Open
Description
🐛 Bug
Hi TorchMetrics Team,
In the following example, nDCG calculation using GPU tensors spent 2 times longer the time using CPU tensors and numpy array.
To Reproduce
The codes were tested on both Google Colab and a Slurm cluster.
Code sample
import timeit
import numpy as np
import torch
from sklearn.metrics import ndcg_score
from torchmetrics.functional.retrieval import retrieval_normalized_dcg
# p and t are examples given by both sklearn and torchmetrics
p = [.1, .2, .3, 4, 70] * 100
t = [10, 0, 0, 1, 5] * 100
number = int(1e4)
# 1. BENCHMARK: numpy array
preds = np.asarray([p])
target = np.asarray([t])
def a():
return ndcg_score(target, preds)
print(f'numpy array: {timeit.timeit("a()", setup="from __main__ import a", number=number):.4f}')
# 2. cpu tensor
preds_cpu = torch.tensor(p)
target_cpu = torch.tensor(t)
assert preds_cpu.device == torch.device("cpu")
def b():
retrieval_normalized_dcg(preds_cpu, target_cpu)

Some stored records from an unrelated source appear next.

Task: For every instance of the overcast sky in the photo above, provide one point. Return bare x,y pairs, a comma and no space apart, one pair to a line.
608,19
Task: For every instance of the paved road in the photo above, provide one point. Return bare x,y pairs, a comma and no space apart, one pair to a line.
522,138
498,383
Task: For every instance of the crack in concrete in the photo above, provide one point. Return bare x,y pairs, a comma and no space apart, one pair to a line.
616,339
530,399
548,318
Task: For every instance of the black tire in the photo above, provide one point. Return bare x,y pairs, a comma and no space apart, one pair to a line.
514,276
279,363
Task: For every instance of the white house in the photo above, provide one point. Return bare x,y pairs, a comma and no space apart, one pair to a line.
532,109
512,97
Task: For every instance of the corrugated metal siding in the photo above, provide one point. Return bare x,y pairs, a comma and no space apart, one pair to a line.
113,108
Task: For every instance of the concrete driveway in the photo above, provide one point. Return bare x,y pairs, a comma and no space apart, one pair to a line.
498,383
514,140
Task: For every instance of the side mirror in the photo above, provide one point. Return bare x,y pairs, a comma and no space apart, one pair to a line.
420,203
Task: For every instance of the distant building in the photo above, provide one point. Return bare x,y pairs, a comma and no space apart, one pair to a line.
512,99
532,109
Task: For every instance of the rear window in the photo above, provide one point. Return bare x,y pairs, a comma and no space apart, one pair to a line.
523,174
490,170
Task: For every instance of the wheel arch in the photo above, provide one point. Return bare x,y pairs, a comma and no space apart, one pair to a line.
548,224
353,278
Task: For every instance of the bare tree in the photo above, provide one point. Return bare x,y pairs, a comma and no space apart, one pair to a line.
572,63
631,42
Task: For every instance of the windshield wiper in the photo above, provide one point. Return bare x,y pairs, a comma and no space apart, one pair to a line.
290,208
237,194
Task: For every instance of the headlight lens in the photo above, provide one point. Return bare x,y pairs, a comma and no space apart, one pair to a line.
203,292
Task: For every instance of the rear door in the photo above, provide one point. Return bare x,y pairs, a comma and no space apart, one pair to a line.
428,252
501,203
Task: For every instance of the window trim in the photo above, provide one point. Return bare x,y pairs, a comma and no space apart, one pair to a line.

print(f'CPU tensor: {timeit.timeit(f"b()", setup="from __main__ import b", number=number):.4f}')
# 3. gpu tensor
preds_gpu = torch.tensor(p, device="cuda")
target_gpu = torch.tensor(t, device="cuda")
assert preds_gpu.device == torch.device("cuda:0")
def c():
retrieval_normalized_dcg(preds_gpu, target_gpu)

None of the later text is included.